Linux Kernel: Linux 5.7, Linux Security and Intel Gen9 Graphics On Linux

  • AMD Sensor Fusion Hub Laptop Driver Unlikely To Land For Linux 5.7

    While we were hoping to see the AMD Sensor Fusion Hub driver introduced in Linux 5.7 for improving the AMD Ryzen Linux laptop experience, that now looks quite unlikely. This driver has been sought after by AMD Linux laptop customers since 2018 for supporting the accelerometer, gyroscopic sensors, and other functionality on modern AMD laptops, similar to the Intel Sensor Hub. Patches for the AMD Sensor Fusion Hub (AMD-SFH) driver for Linux were posted in January and underwent a few rounds of review.

  • Amazon Engineer's Patch For Flushing L1 Cache On Context Switching Revved

    Earlier this month there was the proposal by a Linux kernel engineer for Amazon to flush the L1 data cache on context switches as another safeguard against the ever increasing CPU vulnerabilities. The motivation for flushing the L1d cache on context switches is driven as a result of Intel's data sampling vulnerabilities and this safeguard would be an opt-in feature for those paranoid about system security.
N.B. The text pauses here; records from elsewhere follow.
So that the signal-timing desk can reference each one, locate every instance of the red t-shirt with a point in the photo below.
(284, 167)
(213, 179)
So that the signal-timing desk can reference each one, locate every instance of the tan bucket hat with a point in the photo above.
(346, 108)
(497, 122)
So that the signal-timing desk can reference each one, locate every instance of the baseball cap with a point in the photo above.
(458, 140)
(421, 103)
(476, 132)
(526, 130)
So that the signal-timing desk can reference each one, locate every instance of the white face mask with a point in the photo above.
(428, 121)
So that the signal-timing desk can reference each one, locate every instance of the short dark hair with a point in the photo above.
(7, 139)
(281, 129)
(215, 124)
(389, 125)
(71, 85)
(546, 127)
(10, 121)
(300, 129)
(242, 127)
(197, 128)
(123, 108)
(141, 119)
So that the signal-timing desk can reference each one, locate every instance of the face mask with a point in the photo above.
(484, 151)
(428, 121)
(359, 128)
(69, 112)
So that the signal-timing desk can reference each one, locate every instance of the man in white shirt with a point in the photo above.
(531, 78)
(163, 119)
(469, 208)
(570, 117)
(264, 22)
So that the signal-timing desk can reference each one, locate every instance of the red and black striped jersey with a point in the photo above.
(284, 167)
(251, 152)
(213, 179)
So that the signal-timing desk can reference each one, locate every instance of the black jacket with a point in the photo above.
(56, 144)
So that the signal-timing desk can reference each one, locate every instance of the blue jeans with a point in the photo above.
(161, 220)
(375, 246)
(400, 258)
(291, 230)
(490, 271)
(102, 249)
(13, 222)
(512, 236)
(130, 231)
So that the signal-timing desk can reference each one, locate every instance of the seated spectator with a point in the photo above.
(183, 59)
Flushing the L1 cache would ensure the data is not being snooped or leaked following a context switch but with all of the cache flushing could significantly hamper the system performance.

  • HDR Display Support Coming To Some Intel Gen9 Graphics On Linux

    For the very common Intel "Gen9" graphics found on pretty much all current pre-Icelake hardware that is available through retail channels, high dynamic range (HDR) display support could soon be enabled under Linux for a subset of devices.